Government launches social care listening exercise
The government has been warned it is "vital" there are no further delays to the "long overdue" social care reform in England ahead of the launch of its listening exercise.
The 'Caring for Our Future' engagement exercise kicks off on Monday (19 September) and will last three months.
Experts from Carers UK, the Alzheimer's Society, the Association of Directors of Adults Social Services (ADASS), NAAPS, ABI as well as GPs and councillors have been enlisted by the Department of Health to help lead discussions.
During the exercise, the government wants to hear to people who use care and support services – carers, local councils, care providers and the voluntary sector to find out how best to improve the care and support system.
"I know the current care system has to change," said Paul Burstow, Care Services Minister.
"People tell me that that it is unfair, confusing and unpopular, which is why we need to act and ensure the system is sustainable for the long term.
"I want to see high-quality care that gives people choice in how their needs and ambitions are met, and helps them to live independent, active and healthy lives."
According to the Care Quality Commission's third annual report, social care has seen a 'continued rise' in demand for services.
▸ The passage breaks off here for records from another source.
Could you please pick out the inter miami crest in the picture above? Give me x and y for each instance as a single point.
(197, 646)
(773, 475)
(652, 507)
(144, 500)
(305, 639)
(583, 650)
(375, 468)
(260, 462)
In the last year, the number of new contracts to councils responsible for providing social care rose by 4% to 2.12 million.
Of these, over half resulted in a further assessment or commissioning of ongoing service.
"The King's Fund welcomes the announcement of the public engagement exercise," said Richard Humphries, Senior Fellow at the King's Fund.
"The need for fundamental reform in social care has never been greater. This will involve difficult choices about priorities, and it right that views are sought from everyone who uses and works in the care and support sector.
"Recent years have seen two independent commissions and several consultation exercises on the future of social care. This latest exercise should add fresh perspectives and enable the government to commit to legislation as soon as practically possible.
"As pressures on health and social care mount, it is vital that there is no further delay to reform that is widely regarded as long overdue."
The listening exercise will inform the government's White Paper and progress report on the funding of social care reform, planned for spring 2012.